Homem já foi detido por passar trote
Passavam das quatro horas da tarde do dia 16 de dezembro de 2009 quando viaturas da Brigada Militar, uma ambulância do Postão 24h e o caminhão do Corpo de Bombeiros se deslocaram para o bairro São João. Sirenes alertavam para algo grave. As três equipes receberam ligações de um homem relatando que seu filho havia despencado de um barranco e estava correndo risco de morte. Equipados com cordas e capacetes específicos para resgate em altura, os bombeiros não encontraram o que esperavam quando chegaram no local. Na verdade, se depararam com uma situação que, infelizmente, vem se tornando rotineira: tudo não passava de um trote.
Um técnico de enfermagem, motoristas, policiais e bombeiros haviam deixado seus postos de trabalho por causa de uma falsa ocorrência. Por um lado, o alívio de não ter uma criança em risco de morte; por outro a indignação de um alarme falso que podia se tornar um caos, caso naquele exato momento tivesse acontecido uma ocorrência de verdade em outro bairro.
Mas desta vez o trote não passou em branco. O culpado pelas ligações foi identificado e detido em flagrante pela Brigada Militar. Ele era morador do bairro e apresentava sinais de embriaguez. No seu celular constavam todas as ligações feitas.
Foi registrado um Termo Circunstanciado e o homem irá responder na Justiça. Se não o único, este foi um dos casos em que alguém foi preso na cidade por passar trote. Que sirva de exemplo!

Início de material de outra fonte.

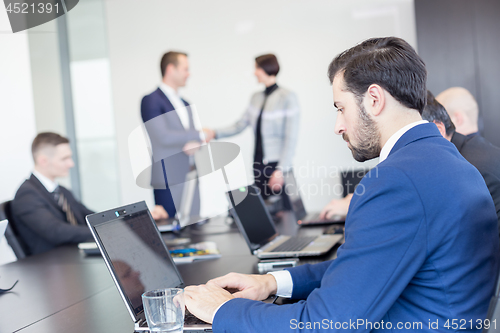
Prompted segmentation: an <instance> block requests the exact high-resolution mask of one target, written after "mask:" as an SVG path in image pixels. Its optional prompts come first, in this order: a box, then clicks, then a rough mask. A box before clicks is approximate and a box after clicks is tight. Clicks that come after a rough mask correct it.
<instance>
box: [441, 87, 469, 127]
mask: <svg viewBox="0 0 500 333" xmlns="http://www.w3.org/2000/svg"><path fill="white" fill-rule="evenodd" d="M436 100H437V101H438V102H439V103H440V104H441V105H442V106H444V108H445V109H446V111H447V112H448V114H449V115H450V118H451V121H452V122H453V124H454V125H455V128H456V131H457V132H458V133H460V134H463V135H470V134H475V133H477V132H478V131H479V129H478V125H477V124H478V117H479V108H478V106H477V102H476V99H475V98H474V96H472V94H471V93H470V91H468V90H467V89H465V88H462V87H452V88H448V89H446V90H445V91H443V92H441V93H440V94H439V95H437V96H436Z"/></svg>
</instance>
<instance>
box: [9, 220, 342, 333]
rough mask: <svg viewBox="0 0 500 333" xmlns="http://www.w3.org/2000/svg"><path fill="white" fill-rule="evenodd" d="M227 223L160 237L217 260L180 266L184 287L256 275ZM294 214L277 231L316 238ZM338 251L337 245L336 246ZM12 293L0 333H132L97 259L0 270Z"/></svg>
mask: <svg viewBox="0 0 500 333" xmlns="http://www.w3.org/2000/svg"><path fill="white" fill-rule="evenodd" d="M227 221H228V220H227V218H226V217H222V216H220V217H216V218H212V219H210V221H209V222H208V223H205V224H204V225H201V226H198V225H196V226H190V227H187V228H185V229H184V230H183V231H182V232H180V233H179V234H173V233H164V234H162V236H163V237H164V239H165V240H166V241H167V242H168V241H171V240H172V238H175V237H183V238H190V239H191V242H193V243H194V242H201V241H213V242H216V243H217V247H218V248H219V251H220V252H221V254H222V256H221V257H220V258H218V259H211V260H201V261H196V262H193V263H189V264H179V265H178V269H179V271H180V273H181V275H182V277H183V279H184V282H185V284H186V285H194V284H202V283H205V282H206V281H207V280H209V279H211V278H215V277H217V276H221V275H224V274H226V273H229V272H239V273H247V274H258V269H257V263H258V261H259V260H258V259H257V258H256V257H255V256H253V255H252V254H251V253H250V250H249V248H248V246H247V244H246V242H245V240H244V238H243V237H242V235H241V234H240V233H239V231H238V229H237V227H236V226H235V223H232V224H228V223H227ZM295 221H296V220H295V218H294V216H293V213H291V212H285V214H284V215H283V217H282V218H281V220H280V221H278V222H277V223H276V227H277V229H278V230H279V232H280V233H281V234H284V235H291V236H294V235H297V234H300V235H304V236H311V235H319V234H321V233H322V232H323V230H324V229H325V227H302V228H300V227H299V226H298V225H297V223H296V222H295ZM337 246H338V245H337ZM335 255H336V247H335V248H333V249H332V250H331V251H329V252H328V253H327V254H326V255H324V256H321V257H315V258H307V259H301V260H300V261H299V264H304V263H315V262H320V261H324V260H330V259H333V258H335ZM16 280H19V282H18V284H17V285H16V286H15V288H14V289H13V290H12V291H11V292H8V293H4V294H0V333H7V332H22V333H29V332H36V333H44V332H51V333H58V332H61V333H62V332H64V333H67V332H72V333H79V332H96V333H98V332H102V333H114V332H133V331H134V323H133V321H132V319H131V317H130V316H129V314H128V312H127V309H126V307H125V305H124V303H123V301H122V299H121V298H120V295H119V293H118V290H117V289H116V287H115V285H114V283H113V280H112V278H111V276H110V274H109V272H108V270H107V268H106V266H105V264H104V261H103V259H102V258H101V257H100V256H86V255H85V254H84V253H83V252H82V251H81V250H79V249H78V248H77V246H76V245H74V246H63V247H60V248H57V249H54V250H52V251H49V252H46V253H42V254H39V255H35V256H30V257H26V258H24V259H22V260H18V261H16V262H13V263H10V264H6V265H3V266H0V288H7V287H10V286H11V285H12V284H14V282H15V281H16Z"/></svg>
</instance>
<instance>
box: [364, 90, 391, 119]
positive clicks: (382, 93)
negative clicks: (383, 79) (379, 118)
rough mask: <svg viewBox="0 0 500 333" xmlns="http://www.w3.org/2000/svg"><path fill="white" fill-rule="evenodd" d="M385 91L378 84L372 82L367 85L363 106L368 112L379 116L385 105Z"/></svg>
mask: <svg viewBox="0 0 500 333" xmlns="http://www.w3.org/2000/svg"><path fill="white" fill-rule="evenodd" d="M385 102H386V100H385V93H384V89H382V87H381V86H379V85H378V84H372V85H371V86H369V87H368V90H367V91H366V94H365V107H366V109H367V111H368V113H371V114H372V115H373V116H375V117H376V116H379V115H380V113H381V112H382V110H383V109H384V107H385Z"/></svg>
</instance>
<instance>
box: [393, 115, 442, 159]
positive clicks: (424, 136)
mask: <svg viewBox="0 0 500 333" xmlns="http://www.w3.org/2000/svg"><path fill="white" fill-rule="evenodd" d="M433 136H435V137H442V136H441V133H439V130H438V129H437V127H436V125H434V124H432V123H429V124H421V125H417V126H415V127H412V128H410V129H409V130H408V131H407V132H406V133H405V134H403V136H402V137H400V138H399V140H398V141H397V142H396V144H395V145H394V147H392V150H391V152H390V153H389V156H391V154H393V153H395V152H396V151H398V150H399V149H401V148H403V147H405V146H406V145H409V144H410V143H412V142H415V141H418V140H421V139H424V138H428V137H433Z"/></svg>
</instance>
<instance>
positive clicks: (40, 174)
mask: <svg viewBox="0 0 500 333" xmlns="http://www.w3.org/2000/svg"><path fill="white" fill-rule="evenodd" d="M33 175H34V176H35V177H36V178H37V179H38V180H39V181H40V183H42V185H43V187H45V188H46V189H47V191H48V192H49V193H51V192H54V190H55V189H56V188H57V187H58V186H59V184H58V183H57V182H55V181H52V180H50V179H49V178H47V177H45V176H44V175H42V174H41V173H40V172H38V171H36V170H33Z"/></svg>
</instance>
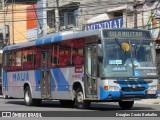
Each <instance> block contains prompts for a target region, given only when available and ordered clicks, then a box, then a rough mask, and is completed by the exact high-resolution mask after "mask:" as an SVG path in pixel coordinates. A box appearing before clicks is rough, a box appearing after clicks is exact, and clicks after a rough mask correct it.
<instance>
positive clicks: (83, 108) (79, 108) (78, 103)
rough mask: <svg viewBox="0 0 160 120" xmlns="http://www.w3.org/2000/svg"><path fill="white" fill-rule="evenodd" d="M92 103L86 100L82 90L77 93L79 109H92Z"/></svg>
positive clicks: (77, 89)
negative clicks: (86, 108) (89, 107)
mask: <svg viewBox="0 0 160 120" xmlns="http://www.w3.org/2000/svg"><path fill="white" fill-rule="evenodd" d="M90 104H91V102H89V101H85V100H84V94H83V92H82V89H81V88H78V89H77V91H76V98H75V105H76V107H77V108H78V109H86V108H89V107H90Z"/></svg>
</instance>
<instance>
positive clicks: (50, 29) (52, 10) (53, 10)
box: [47, 10, 55, 33]
mask: <svg viewBox="0 0 160 120" xmlns="http://www.w3.org/2000/svg"><path fill="white" fill-rule="evenodd" d="M47 25H48V28H47V32H48V33H50V32H53V31H54V29H55V11H54V10H50V11H47Z"/></svg>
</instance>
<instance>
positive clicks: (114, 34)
mask: <svg viewBox="0 0 160 120" xmlns="http://www.w3.org/2000/svg"><path fill="white" fill-rule="evenodd" d="M103 36H104V37H105V38H106V37H109V38H151V37H150V34H149V32H148V31H135V30H128V31H127V30H125V31H124V30H104V31H103Z"/></svg>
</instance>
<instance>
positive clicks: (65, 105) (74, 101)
mask: <svg viewBox="0 0 160 120" xmlns="http://www.w3.org/2000/svg"><path fill="white" fill-rule="evenodd" d="M59 102H60V104H61V105H63V106H73V105H74V103H75V101H73V100H59Z"/></svg>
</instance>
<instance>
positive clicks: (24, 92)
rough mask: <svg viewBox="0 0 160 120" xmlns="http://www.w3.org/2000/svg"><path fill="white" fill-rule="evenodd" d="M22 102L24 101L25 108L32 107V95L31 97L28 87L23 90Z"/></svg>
mask: <svg viewBox="0 0 160 120" xmlns="http://www.w3.org/2000/svg"><path fill="white" fill-rule="evenodd" d="M24 101H25V104H26V105H27V106H31V105H33V99H32V95H31V91H30V88H29V86H27V87H26V88H25V91H24Z"/></svg>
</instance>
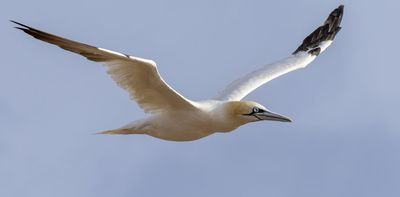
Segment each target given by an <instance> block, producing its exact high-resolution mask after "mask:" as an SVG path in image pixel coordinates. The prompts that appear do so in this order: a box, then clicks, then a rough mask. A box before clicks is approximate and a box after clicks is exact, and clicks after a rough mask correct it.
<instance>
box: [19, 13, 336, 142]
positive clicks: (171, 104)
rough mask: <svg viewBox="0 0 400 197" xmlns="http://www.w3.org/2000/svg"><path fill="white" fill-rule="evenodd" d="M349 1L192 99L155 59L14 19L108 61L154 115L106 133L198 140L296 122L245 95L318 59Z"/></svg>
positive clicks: (83, 53)
mask: <svg viewBox="0 0 400 197" xmlns="http://www.w3.org/2000/svg"><path fill="white" fill-rule="evenodd" d="M342 16H343V6H339V7H338V8H337V9H335V10H334V11H333V12H332V13H331V14H330V15H329V17H328V19H327V20H326V21H325V23H324V25H322V26H320V27H319V28H317V29H316V30H315V31H314V32H313V33H311V34H310V35H309V36H308V37H307V38H306V39H305V40H304V41H303V43H302V44H301V45H300V46H299V47H298V48H297V50H296V51H295V52H294V53H293V54H292V55H291V56H289V57H287V58H285V59H283V60H281V61H277V62H275V63H272V64H268V65H266V66H264V67H262V68H260V69H258V70H256V71H253V72H251V73H249V74H247V75H245V76H244V77H242V78H240V79H238V80H236V81H234V82H232V83H231V84H230V85H228V87H227V88H226V89H224V90H223V91H221V92H220V93H219V94H218V95H217V96H216V97H215V98H214V99H213V100H206V101H192V100H189V99H187V98H185V97H184V96H182V95H181V94H179V93H178V92H176V91H175V90H173V89H172V88H171V87H170V86H169V85H168V84H167V83H166V82H165V81H164V80H163V79H162V78H161V76H160V75H159V73H158V70H157V65H156V63H155V62H154V61H152V60H147V59H143V58H138V57H134V56H130V55H125V54H122V53H119V52H114V51H110V50H107V49H102V48H97V47H93V46H90V45H87V44H83V43H79V42H76V41H72V40H68V39H65V38H62V37H58V36H55V35H52V34H48V33H46V32H43V31H40V30H37V29H34V28H31V27H29V26H26V25H23V24H21V23H18V22H14V21H12V22H14V23H16V24H18V25H20V26H21V27H17V28H18V29H21V30H23V31H24V32H26V33H27V34H29V35H31V36H33V37H35V38H37V39H39V40H42V41H45V42H48V43H51V44H55V45H58V46H59V47H61V48H63V49H65V50H68V51H71V52H74V53H78V54H80V55H83V56H84V57H86V58H87V59H89V60H92V61H96V62H101V63H103V64H104V65H105V66H106V68H107V71H108V73H109V74H110V75H111V77H112V78H113V79H114V80H115V81H116V82H117V83H118V85H120V86H121V87H122V88H123V89H125V90H126V91H128V92H129V94H130V96H131V98H132V99H133V100H135V101H136V102H137V103H138V104H139V106H140V107H141V108H143V109H144V111H145V112H148V113H150V114H151V115H150V116H149V117H147V118H144V119H141V120H136V121H134V122H131V123H129V124H127V125H125V126H123V127H121V128H119V129H115V130H109V131H104V132H101V133H103V134H147V135H150V136H153V137H156V138H160V139H164V140H172V141H192V140H197V139H200V138H203V137H205V136H208V135H210V134H213V133H216V132H229V131H232V130H234V129H236V128H238V127H240V126H241V125H244V124H246V123H250V122H255V121H260V120H273V121H282V122H290V121H291V120H290V119H289V118H287V117H284V116H282V115H279V114H276V113H273V112H271V111H269V110H268V109H267V108H266V107H264V106H262V105H261V104H258V103H256V102H252V101H242V99H243V98H244V97H245V96H246V95H248V94H249V93H250V92H252V91H253V90H255V89H256V88H257V87H259V86H261V85H263V84H265V83H266V82H268V81H270V80H272V79H274V78H276V77H279V76H281V75H283V74H286V73H288V72H291V71H293V70H296V69H299V68H303V67H305V66H307V65H308V64H309V63H310V62H312V61H313V60H314V59H315V58H316V57H317V56H318V55H319V54H320V53H321V52H323V51H324V50H325V49H326V48H327V47H328V46H329V45H330V44H331V43H332V41H333V39H334V37H335V35H336V34H337V33H338V32H339V30H340V22H341V19H342Z"/></svg>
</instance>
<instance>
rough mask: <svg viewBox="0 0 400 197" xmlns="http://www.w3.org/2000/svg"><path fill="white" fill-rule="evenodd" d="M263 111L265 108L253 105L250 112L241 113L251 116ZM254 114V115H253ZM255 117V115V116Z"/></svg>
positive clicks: (264, 111) (264, 110) (244, 114)
mask: <svg viewBox="0 0 400 197" xmlns="http://www.w3.org/2000/svg"><path fill="white" fill-rule="evenodd" d="M263 112H265V110H263V109H260V108H258V107H253V110H252V112H251V113H248V114H243V115H247V116H253V115H254V114H257V113H263ZM254 116H255V115H254ZM256 117H257V116H256ZM257 118H258V117H257Z"/></svg>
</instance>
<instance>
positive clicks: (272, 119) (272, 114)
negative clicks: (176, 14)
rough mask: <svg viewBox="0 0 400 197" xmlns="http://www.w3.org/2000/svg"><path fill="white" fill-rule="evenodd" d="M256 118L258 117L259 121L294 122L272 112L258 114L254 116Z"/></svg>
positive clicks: (284, 117) (266, 111) (287, 118)
mask: <svg viewBox="0 0 400 197" xmlns="http://www.w3.org/2000/svg"><path fill="white" fill-rule="evenodd" d="M254 116H255V117H257V118H258V119H259V120H272V121H280V122H292V120H290V118H288V117H285V116H283V115H280V114H277V113H273V112H270V111H265V112H262V113H256V114H254Z"/></svg>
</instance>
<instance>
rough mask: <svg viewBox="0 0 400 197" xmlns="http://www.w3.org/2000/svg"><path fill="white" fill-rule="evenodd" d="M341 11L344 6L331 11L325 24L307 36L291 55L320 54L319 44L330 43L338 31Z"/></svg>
mask: <svg viewBox="0 0 400 197" xmlns="http://www.w3.org/2000/svg"><path fill="white" fill-rule="evenodd" d="M343 9H344V6H343V5H340V6H339V7H338V8H336V9H335V10H333V11H332V12H331V14H329V16H328V18H327V19H326V21H325V23H324V24H323V25H322V26H320V27H318V28H317V29H316V30H315V31H314V32H312V33H311V34H310V35H309V36H307V37H306V38H305V39H304V40H303V43H302V44H301V45H300V46H299V47H298V48H297V49H296V51H294V52H293V55H294V54H296V53H298V52H300V51H308V53H310V54H312V55H319V53H320V52H322V51H321V47H320V45H321V43H322V42H324V41H332V40H333V39H334V38H335V36H336V34H337V33H338V32H339V31H340V29H341V27H340V22H341V21H342V17H343ZM322 50H323V49H322Z"/></svg>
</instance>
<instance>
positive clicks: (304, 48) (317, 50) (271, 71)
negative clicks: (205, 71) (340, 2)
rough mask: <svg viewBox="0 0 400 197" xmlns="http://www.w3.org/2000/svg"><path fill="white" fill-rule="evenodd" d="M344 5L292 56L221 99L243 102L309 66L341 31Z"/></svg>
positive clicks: (221, 94) (227, 91) (273, 65)
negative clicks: (246, 97) (270, 84)
mask: <svg viewBox="0 0 400 197" xmlns="http://www.w3.org/2000/svg"><path fill="white" fill-rule="evenodd" d="M343 8H344V6H343V5H341V6H339V7H338V8H336V9H335V10H333V11H332V12H331V14H330V15H329V17H328V19H326V21H325V23H324V24H323V25H322V26H320V27H318V28H317V29H316V30H315V31H314V32H312V33H311V34H310V35H309V36H308V37H307V38H305V39H304V41H303V43H302V44H301V45H300V46H299V47H298V48H297V49H296V51H295V52H293V54H292V55H291V56H289V57H287V58H285V59H283V60H281V61H278V62H275V63H272V64H268V65H266V66H264V67H262V68H260V69H258V70H255V71H253V72H251V73H249V74H247V75H246V76H244V77H242V78H240V79H238V80H236V81H234V82H232V83H231V84H230V85H228V87H226V88H225V89H224V90H223V91H221V92H220V93H219V94H218V95H217V97H216V99H218V100H241V99H243V98H244V97H245V96H246V95H248V94H249V93H250V92H252V91H253V90H255V89H256V88H258V87H260V86H261V85H263V84H264V83H267V82H268V81H270V80H272V79H274V78H277V77H279V76H281V75H284V74H286V73H288V72H291V71H294V70H297V69H299V68H304V67H306V66H307V65H308V64H309V63H311V62H312V61H313V60H314V59H315V58H316V57H317V56H318V55H319V54H320V53H322V52H323V51H324V50H325V49H326V48H327V47H328V46H329V45H331V43H332V41H333V39H334V38H335V36H336V34H337V33H338V32H339V31H340V29H341V27H340V22H341V21H342V17H343Z"/></svg>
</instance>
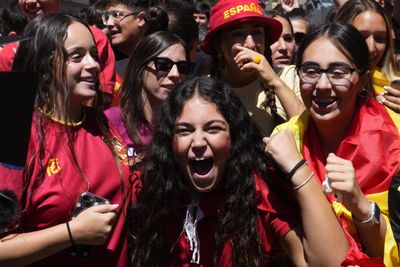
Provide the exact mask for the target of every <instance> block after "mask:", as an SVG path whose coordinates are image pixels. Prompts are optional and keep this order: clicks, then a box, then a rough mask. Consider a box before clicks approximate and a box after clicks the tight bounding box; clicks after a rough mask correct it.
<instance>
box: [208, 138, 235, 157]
mask: <svg viewBox="0 0 400 267" xmlns="http://www.w3.org/2000/svg"><path fill="white" fill-rule="evenodd" d="M211 143H212V144H213V150H214V152H215V153H216V154H218V155H219V156H221V157H223V158H225V160H227V159H228V157H229V153H230V151H231V138H230V135H229V134H226V135H221V136H219V137H216V138H215V139H214V140H211Z"/></svg>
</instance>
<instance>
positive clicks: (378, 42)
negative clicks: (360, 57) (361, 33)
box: [374, 35, 386, 44]
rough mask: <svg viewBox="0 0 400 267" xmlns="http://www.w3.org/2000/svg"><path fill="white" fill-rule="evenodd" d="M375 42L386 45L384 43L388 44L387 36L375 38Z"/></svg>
mask: <svg viewBox="0 0 400 267" xmlns="http://www.w3.org/2000/svg"><path fill="white" fill-rule="evenodd" d="M374 40H375V42H377V43H380V44H384V43H386V35H385V36H381V35H377V36H374Z"/></svg>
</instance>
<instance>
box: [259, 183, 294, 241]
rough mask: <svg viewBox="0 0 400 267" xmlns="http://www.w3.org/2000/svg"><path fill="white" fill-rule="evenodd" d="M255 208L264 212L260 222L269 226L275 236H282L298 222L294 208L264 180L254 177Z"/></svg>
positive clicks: (263, 225)
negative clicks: (266, 182)
mask: <svg viewBox="0 0 400 267" xmlns="http://www.w3.org/2000/svg"><path fill="white" fill-rule="evenodd" d="M256 197H257V200H258V206H257V208H258V209H259V210H261V211H264V212H265V216H263V218H261V219H262V221H263V222H262V224H263V226H264V228H267V229H268V228H270V229H271V230H272V233H273V234H274V236H275V237H277V238H282V237H284V236H285V235H286V234H287V233H288V232H289V231H290V230H291V229H293V228H294V226H295V225H297V224H300V221H299V220H298V218H299V216H298V213H297V212H296V210H295V208H294V207H292V205H290V204H289V203H287V202H286V201H285V200H284V199H282V198H281V197H280V196H279V195H278V194H276V193H275V192H273V191H271V190H270V189H269V188H268V186H267V184H266V183H265V181H264V180H262V179H261V178H259V177H256Z"/></svg>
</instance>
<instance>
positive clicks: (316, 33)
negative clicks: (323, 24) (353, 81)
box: [296, 22, 369, 74]
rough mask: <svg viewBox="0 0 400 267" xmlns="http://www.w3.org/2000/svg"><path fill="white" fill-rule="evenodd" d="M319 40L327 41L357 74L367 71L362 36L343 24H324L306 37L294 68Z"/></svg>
mask: <svg viewBox="0 0 400 267" xmlns="http://www.w3.org/2000/svg"><path fill="white" fill-rule="evenodd" d="M319 38H326V39H328V40H329V41H330V42H331V43H332V44H333V45H334V46H335V47H336V48H337V49H338V50H339V51H340V52H342V53H343V55H345V56H346V57H347V58H348V59H349V60H350V61H351V62H353V63H354V65H355V66H356V68H357V72H359V73H362V74H363V73H365V72H366V71H368V69H369V59H368V46H367V44H366V42H365V39H364V37H363V36H362V34H361V33H360V32H359V31H358V30H357V29H356V28H354V27H353V26H352V25H350V24H347V23H343V22H334V23H329V24H324V25H321V26H320V27H318V28H317V29H315V31H313V32H311V33H310V34H309V35H307V36H306V37H305V38H304V40H303V42H302V43H301V45H300V47H299V50H298V52H297V61H296V67H297V68H299V67H300V66H301V63H302V61H303V55H304V51H305V50H306V49H307V48H308V47H309V46H310V45H311V43H313V42H314V41H316V40H317V39H319Z"/></svg>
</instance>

Postão 24h também é vítima de trotes
Trotes não acontecem somente em números de emergência gratuitos como 190 e 193. Muitas pessoas vão além. Ligam até para o Postão 24h e são tão convincentes que às vezes a ambulância com médico, motorista e técnicos em enfermagem chegam a se deslocar para o suposto local da ocorrência.
A chefe do Departamento Municipal de Saúde, Ana Paula Macedo, relata um trote grave feito na semana passada para a unidade de saúde. “Alguém ligou para nós contando que havia uma pessoa caída morta na beira da estrada no bairro São Miguel. Como era para ser um caso grave e com possível morte, tive que tirar o médico da emergência e mandá-lo junto com outros técnicos de enfermagem para o local, pois só o médico pode atestar a morte. Resumindo, foram quatro profissionais mobilizados e ao chegar no local onde estaria a vítima, nada foi encontrado, tudo não passava de um trote”, conta ela, acrescentando que este trote poderia ter resultado em tragédia. “No momento que a ambulância estava no São Miguel, uma criança havia sofrido um acidente no São João. Por causa deste trote, essa criança precisou esperar mais tempo por atendimento. Este tipo de trote é inaceitável. Enquanto estes profissionais estavam se deslocando em uma ocorrência de mentira, pessoas dentro do posto poderiam ter sido atendidas mais rápido e esta criança também teria sido socorrida com maior agilidade”, diz ela.
Ana Paula acredita que 10% das ligações feitas para o Postão são trotes. “Este número é muito alto. Temos uma emergência e isso não é brincadeira. A maioria das ligações é feita por adultos que inventam acidentes de trânsito ou até mesmo dizem que tem uma pessoa em estado grave em casa e quando a ambulância chega, essa pessoa só está com dor de estômago, isso acontece muito”, comenta ela.
Bêbado liga para pegar uma carona
Quem lida com casos de emergência também vive situações no mínimo curiosas, como conta o secretário municipal de Saúde, Márcio Slaviero.
- Temos o caso de um senhor já conhecido nosso que costuma ligar de um orelhão, dizendo que tem alguém caído na rua. Quando a equipe chega lá, é ele mesmo que está deitado, bêbado, perto do orelhão. Na verdade, ele quer uma carona pra casa - diz Márcio.